Lawmakers in favor of the Libya action, like Sens. John McCain (R-Ariz.) and Dick Durban (D-Ill.), think President Obama is misplaying his hand with Congress.
"Congress alone has the constitutional authority and responsibility to declare war," Durban said today, while pushing for a resolution that would end the role of the U.S. in NATO by the end of the year.
The White House had no immediate comment on Durban's proposal.
"I think that every President has said that they don't respect the constitutionality of the War Powers Act but they've always complied. He should comply with it. There's a lot of ill will here that he went to the Arab League and NATO and the U.N. without coming to Congress," McCain added on Fox News.

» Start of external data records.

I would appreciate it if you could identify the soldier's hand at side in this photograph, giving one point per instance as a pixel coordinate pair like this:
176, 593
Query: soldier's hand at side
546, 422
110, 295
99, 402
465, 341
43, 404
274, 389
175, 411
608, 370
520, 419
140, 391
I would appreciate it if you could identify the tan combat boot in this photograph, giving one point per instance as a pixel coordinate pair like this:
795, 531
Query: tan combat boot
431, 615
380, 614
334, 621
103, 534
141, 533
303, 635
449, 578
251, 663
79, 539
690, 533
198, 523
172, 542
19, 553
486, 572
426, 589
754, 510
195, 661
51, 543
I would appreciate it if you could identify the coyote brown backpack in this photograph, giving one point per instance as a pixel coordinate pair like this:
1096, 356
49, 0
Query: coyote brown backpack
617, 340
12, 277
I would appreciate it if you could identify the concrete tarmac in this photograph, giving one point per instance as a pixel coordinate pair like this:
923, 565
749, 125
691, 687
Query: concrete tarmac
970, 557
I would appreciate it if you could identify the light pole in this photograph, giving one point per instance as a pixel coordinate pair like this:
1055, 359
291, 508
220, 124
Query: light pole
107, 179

"So I think it would be very beneficial if he came to Congress and we pass a resolution that says we approved of not sending ground troops, but not prohibit, because that would be unconstitutional," McCain added.
The President will have a chance to discuss Libya with another critic -- House Speaker John Boehner -- when they play a friendly round of golf this weekend. Boehner, another lawmaker who has gone on the record in support of Libya, has threatened to cut off funding for the mission, even though the White House is paying for it with the existing Pentagon budget.
McCain believes Obama has made more egregious mistakes, but contends "Gadhafi is crumbling and I believe he will go."
"The President has made a mess of this situation by not sending U.S. airpower, by not declaring a no-fly zone when it counted, by not recognizing this Transitional National Council as the legitimate voice to the Libyan people, and a number of other mistakes," McCain said.
Obama does have powerful allies who feel Gadhafi cannot hold on much longer, including the backing of the man who controls what bills are considered in the Senate.
"This thing will be over before we know it," Senate Democratic leader Harry Reid told The NewsHour on PBS tonight.